Without Comment: 1) In case you were wondering, five thousand Yale administrators attend to the concerns of the school’s 4,703 students. (Yes, Yale now has more administrators than students.); 2) The YouVersion of the Bible app has amassed over 500M installs; 3) More than 100,000 Americans died from drug overdoses between May 2020 and April 2021, marking the first time on record that overdose fatalities have hit six figures in a 12 month window; 4) Eighty percent of the world’s population now has access to electricity. 5) Young people in America are having less sex than previous generations, and this article claims Christian convictions is the reason. (Among never-married individuals under age 35 who attend religious services more than monthly, the rate of sexlessness has risen from about 20% in 2008 to nearly 60% in 2021.)

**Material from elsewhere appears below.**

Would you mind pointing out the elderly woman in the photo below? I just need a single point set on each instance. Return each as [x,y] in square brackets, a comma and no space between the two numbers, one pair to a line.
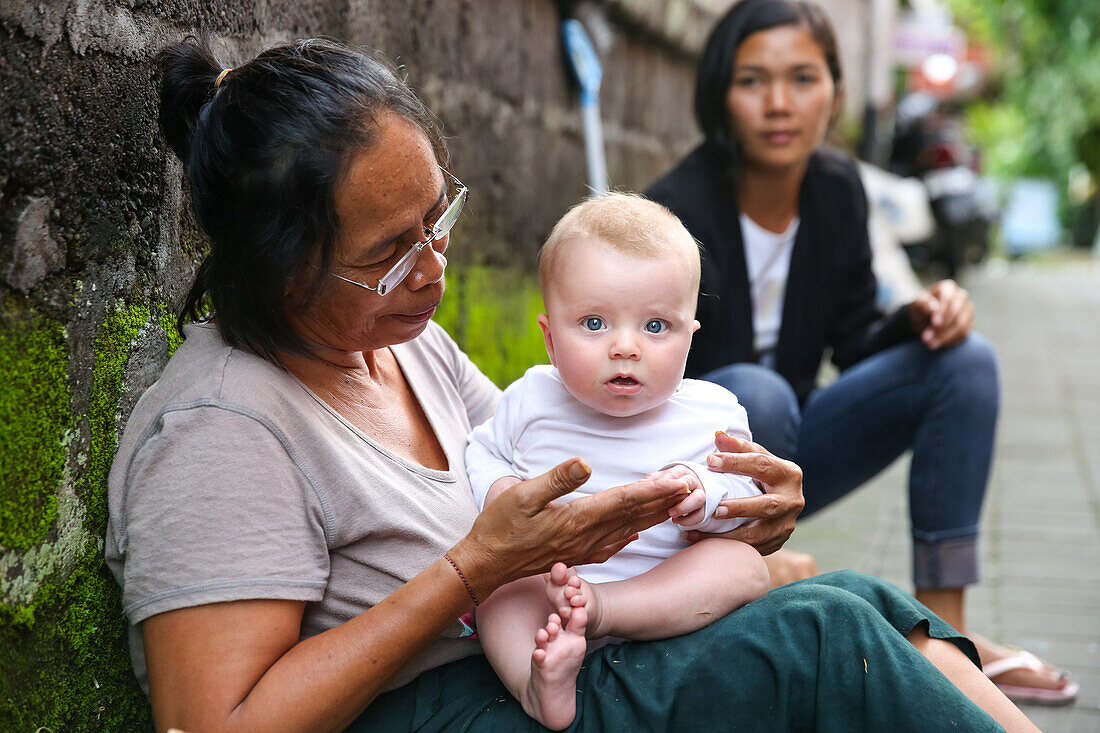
[289,515]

Thanksgiving Quotes Worth Requoting:
- “Gratitude as a discipline involves a conscious choice. I can choose to be grateful even when my emotions and feelings are still steeped in hurt and resentment. It is amazing how many occasions present themselves in which I can choose gratitude instead of a complaint. I can choose to be grateful when I am criticized, even when my heart still responds in bitterness. I can choose to speak about goodness and beauty, even when my inner eye still looks for someone to accuse or something to call ugly.” Henri Nouwen
- “If you are not content with what you have, you would not be satisfied if it were doubled.” Charles Haddon Spurgeon
- We should give thanks. It’s God’s will, and it’s really, really good for us: “I would maintain that thanks are the highest form of thought; and that gratitude is happiness doubled by wonder.” G.K. Chesterton
No Friday Update Next Friday: Happy Thanksgiving (and Black Friday and Cyber Saturday and Small Business Monday and all the other new secular holidays I may have forgotten).
Closing Prayer: O Lord our God and heavenly Father, which of Thy unspeakable mercy towards us, hast provided meate and drinke for the nourishment of our weake bodies. Grant us peace to use them reverently, as from Thy hands, with thankful hearts: let Thy blessing rest upon these Thy good creatures, to our comfort and sustentation: and grant we humbly beseech Thee, good Lord, that as we doe hunger and thirst for this food of our bodies, so our soules may earnestly long after the food of eternal life, through Jesus Christ, our Lord and Saviour, Amen. (We do not have a record of the prayer prayed by the Pilgrims back in the early 1700s. This circulates as what it might have been.)